UNIVERSITY PARK, Pa. — Dongwon Lee, professor in the Penn State College of Information Sciences and Technology (IST), has been named Frymoyer Chair in Information Sciences and Technology, effective July 1. The Frymoyer Chair recognizes outstanding academic achievement and supports continued excellence in research, scholarship and graduate education.
The three-year appointment provides a faculty member in the College of IST with the opportunity to continue and further scholarly excellence through contributions to instruction, research and public service with the intent to foster the use, benefits and effectiveness of information sciences worldwide.
“I am deeply honored to be appointed the Frymoyer Chair,” Lee said. “This recognition is especially meaningful given the chair’s distinguished history and the colleagues who have held it before me.”
The current holder is Anna Squicciarini, professor in the College of IST's Department of Privacy and Cybersecurity Informatics. Previous holders include Jack Carroll, distinguished professor emeritus in the College of IST, and Vasant Honavar, IST professor and Penn State’s vice provost for artificial intelligence (AI).
Endowed in 2000 by the Frymoyer Foundation — which is led by Edward Frymoyer, emeritus member of the College of IST Dean’s Advisory Board and president of Frymoyer Holdings Inc. — the chair was one of the first endowed academic positions created in the then-School of IST.
“Dongwon is an internationally recognized scholar whose work has had a lasting impact on institutional excellence, research innovation and academic community-building,” said Andrea Tapia, dean of the College of IST. “This professorship, combined with his role as inaugural head of IST’s Privacy and Security Informatics Department, will further advance his leadership in research, education and governance. We are deeply grateful to Ed for the important Frymoyer Chair and the opportunities it creates for outstanding faculty like Dongwon.”
Lee, who holds a doctoral degree in computer science from UCLA, joined the College of IST in 2002. His previous administrative roles in IST include director of doctoral programs and acting interim associate dean for research. He was a Fulbright Cybersecurity Scholar hosted by the University of Cambridge in the United Kingdom in 2022, and has served as a faculty visitor at institutions across the globe.
Lee’s research lies at the intersection of cybersecurity, data science and social computing. His research team, the Penn State Information, Knowledge, and Web (PIKE) Research Group, focuses on information integrity, including AI alignment, misinformation detection, AI-text detection and social media fraud mining. He will expand on that work in Germany this summer via a fully funded fellowship from the Center for Advanced Internet Studies and Max Planck Institute for Security and Privacy.
Lee is currently leading a team of Penn State students in the 2026 Amazon Nova AI Challenge global finals, competing against nine elite university teams worldwide, and he serves as the principal investigator of the U.S. National Science Foundation CyberCorps Scholarship for Service Program at Penn State.
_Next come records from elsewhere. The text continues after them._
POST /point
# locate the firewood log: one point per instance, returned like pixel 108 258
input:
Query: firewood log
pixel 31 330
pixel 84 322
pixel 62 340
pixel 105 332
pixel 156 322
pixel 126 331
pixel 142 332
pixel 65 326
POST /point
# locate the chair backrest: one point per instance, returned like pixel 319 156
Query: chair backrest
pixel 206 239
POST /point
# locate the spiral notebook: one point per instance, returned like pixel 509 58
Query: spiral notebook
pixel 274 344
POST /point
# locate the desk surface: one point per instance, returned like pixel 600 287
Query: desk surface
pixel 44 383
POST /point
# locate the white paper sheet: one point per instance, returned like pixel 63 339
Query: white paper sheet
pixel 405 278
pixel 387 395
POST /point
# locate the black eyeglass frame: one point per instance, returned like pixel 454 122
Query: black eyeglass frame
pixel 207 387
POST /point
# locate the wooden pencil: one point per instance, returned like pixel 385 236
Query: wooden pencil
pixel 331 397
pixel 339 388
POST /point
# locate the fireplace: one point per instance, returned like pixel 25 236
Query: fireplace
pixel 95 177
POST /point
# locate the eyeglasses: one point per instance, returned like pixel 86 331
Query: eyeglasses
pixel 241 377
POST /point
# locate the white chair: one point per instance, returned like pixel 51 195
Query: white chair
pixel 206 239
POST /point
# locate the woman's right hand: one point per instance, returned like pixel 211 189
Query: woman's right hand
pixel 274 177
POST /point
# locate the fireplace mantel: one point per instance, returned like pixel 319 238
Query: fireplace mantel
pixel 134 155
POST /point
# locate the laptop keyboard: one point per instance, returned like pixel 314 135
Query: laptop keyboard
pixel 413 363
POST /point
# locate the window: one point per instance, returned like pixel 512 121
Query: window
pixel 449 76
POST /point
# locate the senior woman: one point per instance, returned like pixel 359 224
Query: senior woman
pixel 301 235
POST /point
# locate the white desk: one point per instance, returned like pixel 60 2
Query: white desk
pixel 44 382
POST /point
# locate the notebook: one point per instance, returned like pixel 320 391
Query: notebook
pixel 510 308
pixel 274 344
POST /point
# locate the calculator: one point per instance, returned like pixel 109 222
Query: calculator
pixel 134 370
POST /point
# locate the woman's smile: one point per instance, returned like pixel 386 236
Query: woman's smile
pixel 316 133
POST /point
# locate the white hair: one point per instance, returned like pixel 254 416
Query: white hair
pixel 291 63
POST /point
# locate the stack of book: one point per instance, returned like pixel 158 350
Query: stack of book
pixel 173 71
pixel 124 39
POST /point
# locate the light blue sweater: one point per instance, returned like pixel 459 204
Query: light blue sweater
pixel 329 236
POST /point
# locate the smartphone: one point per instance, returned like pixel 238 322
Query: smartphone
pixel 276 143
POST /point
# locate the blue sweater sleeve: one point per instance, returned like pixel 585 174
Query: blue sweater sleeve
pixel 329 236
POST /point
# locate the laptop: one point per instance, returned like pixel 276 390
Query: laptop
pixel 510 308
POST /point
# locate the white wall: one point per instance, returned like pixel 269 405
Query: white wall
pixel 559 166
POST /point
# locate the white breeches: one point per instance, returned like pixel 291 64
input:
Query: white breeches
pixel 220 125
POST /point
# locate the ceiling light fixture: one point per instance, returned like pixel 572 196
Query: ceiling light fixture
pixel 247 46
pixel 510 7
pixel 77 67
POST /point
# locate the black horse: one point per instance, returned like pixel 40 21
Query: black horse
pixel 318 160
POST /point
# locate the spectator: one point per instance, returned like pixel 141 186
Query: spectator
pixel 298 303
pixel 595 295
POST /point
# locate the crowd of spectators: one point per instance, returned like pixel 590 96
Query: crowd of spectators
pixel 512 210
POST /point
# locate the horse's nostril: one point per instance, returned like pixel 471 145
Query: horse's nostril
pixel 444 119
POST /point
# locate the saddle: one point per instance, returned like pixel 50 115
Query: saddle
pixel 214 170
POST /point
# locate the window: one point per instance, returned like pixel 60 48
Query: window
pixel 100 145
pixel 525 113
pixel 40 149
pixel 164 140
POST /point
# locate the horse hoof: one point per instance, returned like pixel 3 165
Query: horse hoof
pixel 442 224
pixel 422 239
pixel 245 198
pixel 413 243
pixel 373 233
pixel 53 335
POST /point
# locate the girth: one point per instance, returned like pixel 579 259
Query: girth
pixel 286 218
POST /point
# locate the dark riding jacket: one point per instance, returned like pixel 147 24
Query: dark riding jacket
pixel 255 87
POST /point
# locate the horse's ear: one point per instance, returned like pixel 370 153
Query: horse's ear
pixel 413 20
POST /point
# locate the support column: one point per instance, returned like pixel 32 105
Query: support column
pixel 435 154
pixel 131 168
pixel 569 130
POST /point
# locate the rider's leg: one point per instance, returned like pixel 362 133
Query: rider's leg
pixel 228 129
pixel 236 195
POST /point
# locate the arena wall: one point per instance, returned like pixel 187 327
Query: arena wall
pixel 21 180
He also is affiliated with the Center for Socially Responsible Artificial Intelligence.
He is the author or co-author of more than 260 conference papers and journal articles. His published research has been honored with best paper awards at technical conferences, and his work has been covered by major press outlets such as The Washington Post, The Atlantic, and The New York Times, among others.
“My research has long focused on making information ecosystems more trustworthy, secure and resilient — from misinformation and deepfakes to AI safety and hallucination to AI-enabled cyber threats,” Lee said. “I am grateful to the college for its support and look forward to using this opportunity to advance impactful research, mentor the next generation of scholars and contribute to the college’s continued leadership at the intersection of AI and cybersecurity.”